Features

The Mystery of How Jesus Bugs Can Walk on Water By JOE EATON

Special to the Planet
Tuesday January 04, 2005

Walking on water is not part of the normal human behavioral repertoire. But for some insects, it’s routine. Check out almost any pond or creek and you’ll see water striders, known to some as Jesus bugs, skating along the top with their cruciform shadows tracking them below. There’s a nice collective name for these creatures and others that exploit this liminal habitat: neuston, dwellers on the surface. 

Although striders winter underwater, sheltered under rocks on the streambed, most of their lives take place on the surface film. It’s their hunting ground: these bugs are predators, always on the lookout for flying insects that fall into the water or aquatic types like mosquito larvae that swim up from below. Alerted by vibrations, the striders dash toward their prey, rowing with their middle pair of legs, then pounce and grab, mantis-like, with the front pair. They inject the victim with enzymes that dissolve its flesh, suck it dry and discard the husk. 

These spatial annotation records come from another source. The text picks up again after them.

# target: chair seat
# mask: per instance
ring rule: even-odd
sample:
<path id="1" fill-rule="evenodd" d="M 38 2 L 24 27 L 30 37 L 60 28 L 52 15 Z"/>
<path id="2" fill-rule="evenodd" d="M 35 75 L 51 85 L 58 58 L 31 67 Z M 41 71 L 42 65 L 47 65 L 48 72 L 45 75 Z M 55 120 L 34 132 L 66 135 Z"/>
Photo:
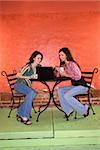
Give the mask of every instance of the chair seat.
<path id="1" fill-rule="evenodd" d="M 14 97 L 25 97 L 25 95 L 22 94 L 22 93 L 14 93 L 13 96 L 14 96 Z"/>

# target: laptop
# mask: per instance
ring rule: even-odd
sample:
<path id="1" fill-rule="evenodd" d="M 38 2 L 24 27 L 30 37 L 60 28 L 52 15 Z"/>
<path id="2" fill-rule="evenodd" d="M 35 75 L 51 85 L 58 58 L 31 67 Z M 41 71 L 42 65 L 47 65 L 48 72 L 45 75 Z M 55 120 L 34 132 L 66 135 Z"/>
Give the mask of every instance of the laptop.
<path id="1" fill-rule="evenodd" d="M 50 81 L 54 79 L 54 71 L 52 67 L 37 67 L 36 73 L 38 74 L 38 80 Z"/>

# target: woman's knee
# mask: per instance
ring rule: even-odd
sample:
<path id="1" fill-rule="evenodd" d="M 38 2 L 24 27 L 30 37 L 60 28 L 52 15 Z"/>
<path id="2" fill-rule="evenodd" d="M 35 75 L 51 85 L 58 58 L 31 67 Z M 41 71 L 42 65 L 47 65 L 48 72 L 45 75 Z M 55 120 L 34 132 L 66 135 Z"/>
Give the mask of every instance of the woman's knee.
<path id="1" fill-rule="evenodd" d="M 57 90 L 57 93 L 58 93 L 58 95 L 59 95 L 59 94 L 62 94 L 62 88 L 59 88 L 59 89 Z"/>
<path id="2" fill-rule="evenodd" d="M 35 90 L 32 89 L 32 90 L 29 92 L 29 94 L 31 94 L 32 96 L 35 97 L 35 96 L 37 95 L 37 92 L 36 92 Z"/>

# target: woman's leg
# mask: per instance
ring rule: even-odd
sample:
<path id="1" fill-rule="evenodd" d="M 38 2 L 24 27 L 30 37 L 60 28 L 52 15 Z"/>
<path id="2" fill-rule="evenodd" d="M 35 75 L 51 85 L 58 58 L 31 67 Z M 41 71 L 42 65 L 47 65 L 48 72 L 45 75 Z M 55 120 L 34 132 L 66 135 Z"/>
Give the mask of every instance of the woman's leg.
<path id="1" fill-rule="evenodd" d="M 30 118 L 32 101 L 36 96 L 36 91 L 24 84 L 15 84 L 15 90 L 26 95 L 24 102 L 17 109 L 17 114 L 22 117 Z"/>
<path id="2" fill-rule="evenodd" d="M 67 101 L 64 98 L 65 92 L 69 91 L 72 88 L 72 86 L 65 86 L 58 89 L 58 98 L 62 107 L 62 110 L 69 114 L 73 111 L 73 108 L 67 103 Z"/>
<path id="3" fill-rule="evenodd" d="M 64 98 L 68 105 L 79 112 L 80 115 L 87 113 L 88 105 L 81 104 L 74 96 L 78 94 L 85 94 L 87 93 L 87 90 L 88 88 L 84 86 L 72 86 L 72 88 L 64 94 Z"/>

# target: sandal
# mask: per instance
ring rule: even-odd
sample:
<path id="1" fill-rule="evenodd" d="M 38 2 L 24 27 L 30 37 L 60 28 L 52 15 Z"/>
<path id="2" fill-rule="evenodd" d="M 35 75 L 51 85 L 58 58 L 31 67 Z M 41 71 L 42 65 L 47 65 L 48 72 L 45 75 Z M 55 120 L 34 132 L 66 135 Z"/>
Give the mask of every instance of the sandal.
<path id="1" fill-rule="evenodd" d="M 17 121 L 21 121 L 21 117 L 18 114 L 16 115 L 16 119 Z"/>
<path id="2" fill-rule="evenodd" d="M 31 125 L 32 124 L 32 122 L 29 119 L 24 120 L 22 117 L 21 117 L 21 122 L 24 123 L 25 125 Z"/>
<path id="3" fill-rule="evenodd" d="M 83 116 L 84 116 L 84 117 L 87 117 L 87 116 L 89 115 L 89 111 L 90 111 L 90 107 L 88 107 L 87 113 L 84 114 Z"/>

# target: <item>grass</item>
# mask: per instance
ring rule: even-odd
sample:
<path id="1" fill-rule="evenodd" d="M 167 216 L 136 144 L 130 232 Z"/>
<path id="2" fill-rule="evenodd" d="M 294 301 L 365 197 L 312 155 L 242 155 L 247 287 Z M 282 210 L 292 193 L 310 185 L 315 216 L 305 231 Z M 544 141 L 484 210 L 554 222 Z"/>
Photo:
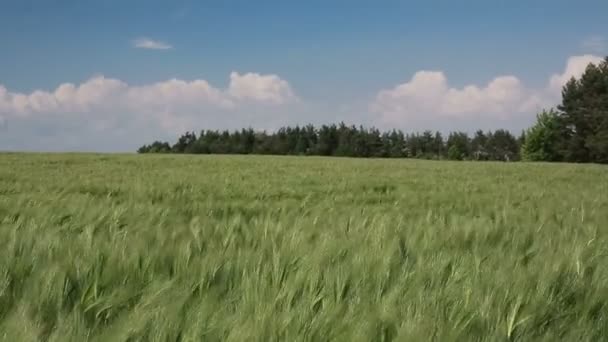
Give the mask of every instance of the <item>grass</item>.
<path id="1" fill-rule="evenodd" d="M 608 169 L 0 154 L 6 341 L 606 341 Z"/>

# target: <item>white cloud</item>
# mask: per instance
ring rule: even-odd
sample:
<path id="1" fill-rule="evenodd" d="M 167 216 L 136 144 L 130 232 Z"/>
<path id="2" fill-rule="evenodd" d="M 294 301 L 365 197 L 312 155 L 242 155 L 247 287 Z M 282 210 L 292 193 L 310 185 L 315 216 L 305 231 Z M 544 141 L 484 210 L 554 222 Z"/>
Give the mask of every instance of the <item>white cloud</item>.
<path id="1" fill-rule="evenodd" d="M 608 40 L 602 36 L 590 36 L 583 40 L 581 46 L 589 52 L 604 53 L 608 50 Z"/>
<path id="2" fill-rule="evenodd" d="M 580 77 L 589 63 L 602 58 L 593 55 L 568 59 L 560 74 L 550 77 L 546 88 L 530 89 L 516 76 L 498 76 L 487 85 L 455 88 L 442 71 L 419 71 L 407 82 L 381 90 L 370 104 L 384 125 L 429 125 L 433 120 L 492 120 L 500 123 L 534 117 L 543 107 L 557 104 L 562 86 Z"/>
<path id="3" fill-rule="evenodd" d="M 228 93 L 236 99 L 282 104 L 297 100 L 289 83 L 276 75 L 237 72 L 230 74 Z"/>
<path id="4" fill-rule="evenodd" d="M 153 40 L 150 38 L 138 38 L 133 41 L 133 47 L 138 49 L 151 49 L 151 50 L 169 50 L 173 49 L 173 46 L 161 42 L 158 40 Z"/>
<path id="5" fill-rule="evenodd" d="M 284 124 L 296 102 L 279 76 L 236 72 L 225 88 L 179 79 L 129 85 L 101 75 L 30 93 L 0 85 L 0 126 L 10 127 L 0 149 L 124 151 L 186 130 L 267 129 Z"/>
<path id="6" fill-rule="evenodd" d="M 167 112 L 211 106 L 230 109 L 245 103 L 281 105 L 297 98 L 289 83 L 276 75 L 230 74 L 227 89 L 205 80 L 171 79 L 142 86 L 102 75 L 76 86 L 63 83 L 54 91 L 14 93 L 0 85 L 0 113 L 31 116 L 42 113 L 87 113 L 100 109 Z"/>
<path id="7" fill-rule="evenodd" d="M 601 57 L 594 55 L 582 55 L 568 58 L 566 68 L 561 74 L 551 76 L 549 89 L 553 94 L 560 94 L 562 87 L 572 78 L 580 77 L 590 63 L 598 64 Z"/>

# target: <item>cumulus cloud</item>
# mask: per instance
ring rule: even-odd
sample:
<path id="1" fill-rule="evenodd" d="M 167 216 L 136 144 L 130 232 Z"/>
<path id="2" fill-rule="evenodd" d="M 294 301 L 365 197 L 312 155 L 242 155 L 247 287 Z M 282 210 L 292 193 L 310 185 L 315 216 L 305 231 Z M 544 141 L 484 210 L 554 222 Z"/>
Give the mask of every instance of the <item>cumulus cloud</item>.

The surface is also an arena for courtship. A male water strider selects an object where females can lay their eggs, then uses those versatile middle legs to send out ripples at a frequency of 10 to 30 per second. He alternates between a signal pattern that lures females and another that warns off rival males. The eggs hatch underwater, and the fully-formed nymphs swim up to begin their superficial lives.  

How do they manage the water-walking trick, though? It seems inherently improbable. I agree with Sue Hubbell; “If water striders…didn’t exist and we were set the task of designing a new bug, I don’t believe we would ever come up with this one.” Entomologists figured the tiny hairs on each leg somehow acted as a hydrofuge, trapping air and holding water away from the foot, and thought the hairs got their water-repellent properties from a wax secreted by the insect. But that view was recently challenged by two scientists in Beijing, Lei Jiang and Xuefeng Gao, in an article in Nature entitled “Water-repellent Legs of Water Striders.” 

According to Jiang and Gao, the key is the structure of the hairs, each of which is less than two-thousandths of an inch long. Scanning electron miscroscopy revealed that each hair, or microseta, is covered with elaborate grooves. The grooves are nanoscale; we’re talking seriously tiny here. The researchers say it’s the combination of microsetae and nanogrooves that hold the air, forming a cushion where leg meets water.  

Using a quartz-fibre model of a strider’s leg, Jiang and Gao convinced themselves that wax alone couldn’t account for either the leg’s water resistance or its strong supporting force, about 15 times the insect’s total body weight. The legs, which can displace up to 300 times their own volume, allow the striders to ride out surface turbulence; when raindrops hit the water, the striders bounce. The microstructures also explain how water striders can pursue prey at a speed of 100 body lengths per second. 

So? Well, Jiang is with the Chinese National Center for Nanoscience and Nanotechnology. And the authors note: “Our discovery may be helpful in the design of miniature aquatic devices and non-wetting materials.” Once again, the biomechanics of a small obscure creature may point the way to a technological breakthrough. 

I was reminded, of course, of the gecko toes. A couple of years ago, researchers at UC Berkeley and Lewis and Clark College figured out how a tokay gecko—a mid-sized, highly vocal Southeast Asian lizard—could support itself by a single toe on a smooth vertical surface. The secret was setae, again: tiny hairs on the toetips, each divided into hundreds of thousands of pads called spatulae, 10 millionths of an inch across. When the pads contact a surface, something happens at the intermolecular level: Van der Waal forces come into play, creating a strong attraction between the molecules of the pad and those of the surface. The interaction generates a bond 1000 times greater than the lizard actually needs to cling to the wall. As it climbs, the gecko rolls its toe-hairs onto the surface, then peels them off like tape. 

With an adhesive force so strong that a dime-sized patch of setae could support a 45-pound child (not that you would want to try this at home, of course), the spinoff potential is obvious. It’s probably just a matter of time until gecko velcro is available in stores. There’s a whole branch of research called biomimetics that looks at natural structures and processes for possible industrial replication. Another researcher has just invented a plastic lens that mimics the sophisticated eye of the octopus. And at this point we’re just scratching the surface. 

I’ve always been troubled by the pragmatic argument for conservation, the case for saving species because they may turn out to be valuable new food sources, or to hold the key to a cure for cancer. (And if they don’t, we can waste them with a clear conscience?) But the water strider example suggests that the most unlikely creatures may have unexpected utility. 

Speaking of walking on water, Tonia Hsieh at Harvard has just figured out how the Jesu Cristo lizard of Central America, also known as the basilisk, does it. Hsieh says a large upward-and-sideways force is produced each time the lizard’s fringed toes hit the water, countering its natural tendency to sink. As with the water strider, faith does not appear to be involved.